How Do You Monitor?

I read a user experience themed article today titled If there’s a problem, customers’ll tell us (warning some not safe for work language within). It made some interesting points, particularly for me around knowing what is happening in a production environment.

I’ve had varying experiences with this, most of them hands off if I’m honest. I’ve never really known what I wanted from monitoring or how I, as the software tester in the situation, could contribute. I knew I wanted to know what devices customers were using and if I could, I’d like to know what occurred or errored when a failure happened.

What is your experience of monitoring in production environments? What do you ask for?

If you have a strong involvement with it, do you have any tool or reading recommendations you can share?

1 Like

My experience of monitoring hasn’t been great so far.

In my last job we used Azure’s Application Insights. The logging implemented by the teams wasn’t great and there was a lot of noise from the logs. We also couldn’t track user flows in an easy way, meaning we genuinely had no idea what the customer was doing when they used our product.

What I wanted from the logging was:

  • Ability to track a user’s journey (including browser versions etc, like you mentioned).
  • Error/exception messages linked to a user’s journey.
  • Performance stats (CPU/RAM utilisation, response times for APIs etc).

I created a few proof of concept dashboards for the last two points but it was hard to get buy-in to put them up on TV screens around the office. I wanted to have meaningful stats displayed there so that when the number of exceptions (for example) spiked then teams would take action.

We also had some alerts set up based on number of exceptions and slow response times… unfortunately these got emailed to random people and there was no action plan put in place based on these alerts!

3 Likes

Hi
Logging and monitoring work well for us.
We usually catch critical bugs because of product people noticed spikes in user’s journey (we use
amplitude to track it)
We also have extended logging system (kibana, grafana) which helps us to keep on track on any changes in apps, servers, network.
Basically most of production issues caused spikes in logs (even, simple because services started to write too many logs)
Additionally, grafana has alerting system that you can configure on certain logs occurrence and link it with slack, pagerduty (www.pagerduty.com/use-cases/)
There is also rollbar.com for f2e logging.
Using those logging approach also works during testing on non production env and notice errors on early development stage.
I would highly recommend to look at grafana to monitor your apps. This mainly affect product development team ecosystem rather then QA field.
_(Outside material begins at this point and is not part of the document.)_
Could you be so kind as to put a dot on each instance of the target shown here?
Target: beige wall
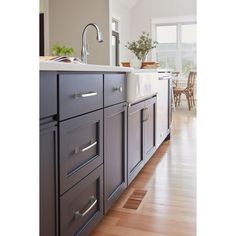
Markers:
(67, 20)
(122, 13)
But anyway, it’s not hard to make it work if you are looking for a ways to improve the time of bugs discovery and reduce the need of manual testing.
Grand

1 Like

Hi,

When I first started in my current test role, the responsibility to manage deployments on two non-prod and, in time, one prod environment was passed onto me. Whilst I was primarily testing one api, I had to check that several other web apps, apps, APIs, databases etc. were all available and coordinate deployments across several teams globally. This was incredibly time-consuming and a pain to work out which component had gone down when there were issues.

With that, I built a healthcheck monitor. The backend was Java with a HTML and Javascript frontend. This served a purpose but I hadn’t factored in any way to quickly reconfigure the components to monitor.

During the last month or so, I’ve been building a new monitor. This one has a Node backend and a React front-end.

I recently posted about it here.

It’s not a sophisticated tool, it’s not meant to be. But if your patch is a distributed system and you want a simple dashboard to see what is running and what isn’t, you might find it useful.

Regarding logging. Effective application logging, by effective I mean meaningful and not overly verbose, is essential in investigating why an exception/issue occurred. Quite often, I find logs to be very noisy (as noted elsewhere in this thread). I guess there is a tendency to log absolutely everything to combat the fear of not logging something that might be useful for reason (unknown unknowns!).

We have also recently included decision logging too. This isn’t to do with errors or exceptions, but instead focuses on why the system made a particular decision. By that I mean a separate log that explains why the system selected a product at a particular warehouse. E.g shorter shipping time, combines items from the same order into a single package.

We tend not to worry about CPU or memory as a) the servers are managed by other groups and b) we wouldn’t be granted such low-level access.

1 Like

Not a direct answer, but I like the work that Charity Majors does around observability. She gave a great talk at StrangeLoop about it. We’re not fully on the observability wagon, but we’re shifting there as we shift towards containerization - seems like we’ll likely land on Kafka for logging, though we’ve definitely got work to do to build out traceIds and things like that.

In my current position, we’re really trying to shift towards service level objectives as described in the Google SRE book, so ideally we should have a few canaries that indicate something is wrong, and not these crazy monolithic dashboards you see in so many places.

1 Like

Greeting!

This is a great testing topic! I believe it is a testing topic because it is very much within a tester’s or test lead’s responsibility to advocate for monitoring. Monitoring provides transparency and introspection both of which improve the overall testability of an application.

In my opinion, a product team collaborates to define what is monitored, what is tracked (as @alihill suggests), and the format of messages. One method of avoiding “noise” in web transactions is to link the user’s journey with a single identifier. This can be challenging if the journey crosses multiple platforms; a conversation about monitoring at the enterprise level may be necessary. Also, messages should be categorized at the time of logging (e.g., error, fatal error, information, etc.).
You might take an agile approach and start with small messages as an experiment. Work with it a while and learn what is valuable to you and your organization. Then, grow your monitoring.

A product and project benefits from implementing monitoring at the start. It may be helpful to resolve errors, verify defects, and validate journeys.

A healthy definition of what you want from your monitor is a good place to start. As demonstrated above, there are plenty of HOWs available.

Thanks!
Joe

1 Like